Question

A circular coil has moment of inertia $0.8{\text{kg m}}^2$ around any diameter and is carrying current to produce a magnetic moment of $20{\text{Am}}^2$. The coil is kept initially in a vertical position, and it can rotate freely around a horizontal diameter. When a uniform magnetic field of $4\text{T}$ is applied along the vertical, it starts rotating around its horizontal diameter.

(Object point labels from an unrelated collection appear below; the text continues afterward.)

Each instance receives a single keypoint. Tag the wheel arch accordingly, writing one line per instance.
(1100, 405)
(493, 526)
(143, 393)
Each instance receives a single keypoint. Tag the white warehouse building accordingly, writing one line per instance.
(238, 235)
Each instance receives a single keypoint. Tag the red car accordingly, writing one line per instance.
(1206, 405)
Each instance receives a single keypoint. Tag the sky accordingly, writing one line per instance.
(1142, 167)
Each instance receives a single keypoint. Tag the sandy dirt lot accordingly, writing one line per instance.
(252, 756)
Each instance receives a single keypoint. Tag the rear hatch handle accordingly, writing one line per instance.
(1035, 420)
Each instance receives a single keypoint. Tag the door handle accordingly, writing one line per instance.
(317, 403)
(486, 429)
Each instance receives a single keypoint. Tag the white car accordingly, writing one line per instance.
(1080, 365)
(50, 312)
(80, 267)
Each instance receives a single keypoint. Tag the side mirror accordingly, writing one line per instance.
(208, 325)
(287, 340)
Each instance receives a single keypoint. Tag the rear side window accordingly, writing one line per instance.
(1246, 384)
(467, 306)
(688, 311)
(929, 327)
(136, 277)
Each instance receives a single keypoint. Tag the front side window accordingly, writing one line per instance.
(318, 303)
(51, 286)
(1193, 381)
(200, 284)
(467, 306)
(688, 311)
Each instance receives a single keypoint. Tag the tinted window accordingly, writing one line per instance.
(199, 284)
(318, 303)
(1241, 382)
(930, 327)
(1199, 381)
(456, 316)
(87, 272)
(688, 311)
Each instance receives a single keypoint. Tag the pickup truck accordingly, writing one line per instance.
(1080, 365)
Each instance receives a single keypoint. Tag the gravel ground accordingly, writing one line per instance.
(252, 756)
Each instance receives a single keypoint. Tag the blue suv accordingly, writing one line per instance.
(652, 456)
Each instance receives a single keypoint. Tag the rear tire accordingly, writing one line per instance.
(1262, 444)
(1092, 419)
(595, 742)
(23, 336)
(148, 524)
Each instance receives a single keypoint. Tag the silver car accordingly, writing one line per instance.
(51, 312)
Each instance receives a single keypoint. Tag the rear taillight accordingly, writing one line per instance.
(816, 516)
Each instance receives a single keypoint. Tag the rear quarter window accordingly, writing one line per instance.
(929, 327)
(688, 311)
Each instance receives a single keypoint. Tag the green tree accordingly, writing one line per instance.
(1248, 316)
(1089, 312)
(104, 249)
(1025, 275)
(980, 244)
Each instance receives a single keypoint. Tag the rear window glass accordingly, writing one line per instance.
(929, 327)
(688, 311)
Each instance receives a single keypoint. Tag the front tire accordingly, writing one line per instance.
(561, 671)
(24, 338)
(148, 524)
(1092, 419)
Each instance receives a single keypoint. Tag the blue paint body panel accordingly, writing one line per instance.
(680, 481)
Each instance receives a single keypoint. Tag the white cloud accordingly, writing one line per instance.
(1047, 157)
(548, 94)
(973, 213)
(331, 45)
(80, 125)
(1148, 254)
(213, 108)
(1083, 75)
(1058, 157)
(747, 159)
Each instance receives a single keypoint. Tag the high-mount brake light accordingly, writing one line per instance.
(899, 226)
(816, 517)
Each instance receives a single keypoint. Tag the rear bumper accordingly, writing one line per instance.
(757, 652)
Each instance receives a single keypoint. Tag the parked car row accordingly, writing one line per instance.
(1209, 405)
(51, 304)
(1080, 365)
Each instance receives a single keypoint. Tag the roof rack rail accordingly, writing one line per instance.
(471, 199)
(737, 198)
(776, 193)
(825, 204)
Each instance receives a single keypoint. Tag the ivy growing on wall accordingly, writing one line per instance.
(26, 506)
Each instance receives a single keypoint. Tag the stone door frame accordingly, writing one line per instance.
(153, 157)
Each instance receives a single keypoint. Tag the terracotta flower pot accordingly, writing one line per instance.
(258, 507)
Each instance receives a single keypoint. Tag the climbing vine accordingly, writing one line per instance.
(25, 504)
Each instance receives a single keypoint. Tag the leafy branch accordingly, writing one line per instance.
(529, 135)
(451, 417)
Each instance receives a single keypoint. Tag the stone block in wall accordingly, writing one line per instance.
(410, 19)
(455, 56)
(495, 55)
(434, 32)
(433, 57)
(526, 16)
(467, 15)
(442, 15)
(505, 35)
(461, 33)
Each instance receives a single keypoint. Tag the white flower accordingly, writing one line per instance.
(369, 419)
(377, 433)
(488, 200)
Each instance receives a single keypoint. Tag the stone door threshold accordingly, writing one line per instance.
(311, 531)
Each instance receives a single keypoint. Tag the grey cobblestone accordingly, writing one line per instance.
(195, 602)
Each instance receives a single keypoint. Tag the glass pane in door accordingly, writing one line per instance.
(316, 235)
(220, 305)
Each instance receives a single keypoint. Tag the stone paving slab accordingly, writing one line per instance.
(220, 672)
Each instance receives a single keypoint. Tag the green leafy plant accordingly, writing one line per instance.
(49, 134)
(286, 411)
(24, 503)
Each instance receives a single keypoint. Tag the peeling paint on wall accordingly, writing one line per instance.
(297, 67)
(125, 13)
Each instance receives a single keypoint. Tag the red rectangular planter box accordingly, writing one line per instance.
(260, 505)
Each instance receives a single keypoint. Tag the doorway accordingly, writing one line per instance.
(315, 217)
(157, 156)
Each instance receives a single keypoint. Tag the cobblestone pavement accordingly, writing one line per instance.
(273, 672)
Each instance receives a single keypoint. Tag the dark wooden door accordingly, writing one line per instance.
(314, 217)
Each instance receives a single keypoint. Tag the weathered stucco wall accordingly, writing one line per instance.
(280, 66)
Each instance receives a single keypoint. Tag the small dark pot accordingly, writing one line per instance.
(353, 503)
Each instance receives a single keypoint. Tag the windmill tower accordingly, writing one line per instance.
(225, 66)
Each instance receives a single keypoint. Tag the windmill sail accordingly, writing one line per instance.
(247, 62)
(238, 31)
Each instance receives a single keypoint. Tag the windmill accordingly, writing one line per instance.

The angular speed the coil, acquired after rotating by ${60}^{\circ }$, will be :

• A. $10{\text{rad s}}^{–1}$
• B. $10\pi {\text{rad s}}^{–1}$
• C. $20\pi {\text{rad s}}^{–1}$
• D. $20{\text{rad s}}^{–1}$

Answer 1

The correct option is A $10{\text{rad s}}^{–1}$

Given, Moment of inertia of circular coil, $I=0.8{\text{kg m}}^2$
Magnetic moment of circular coil, $M=20{\text{Am}}^2$

Rotational kinetic energy of circular coil is,
$KE=\frac{1}{2}I{\omega }^2$

Here, $\omega =$ angular speed of coil.

Potential energy of coil, when considered equivalent to a bar magnet is,

$U=–MB\cos \varphi$

From energy conservation,

$\frac{1}{2}I{\omega }^2=U_i-U_f$

$\Rightarrow \frac{1}{2}I{\omega }^2=-MB\cos {60}^{\circ }-(-MB)$

$\Rightarrow \frac{MB}{2}=\frac{1}{2}I{\omega }^2$

$\Rightarrow \frac{20\times 4}{2}=\frac{1}{2}\left(0.8\right){\omega }^2$

$\Rightarrow \omega =10\text{rad/s}$.

Hence, $\left(A\right)$ is the correct answer.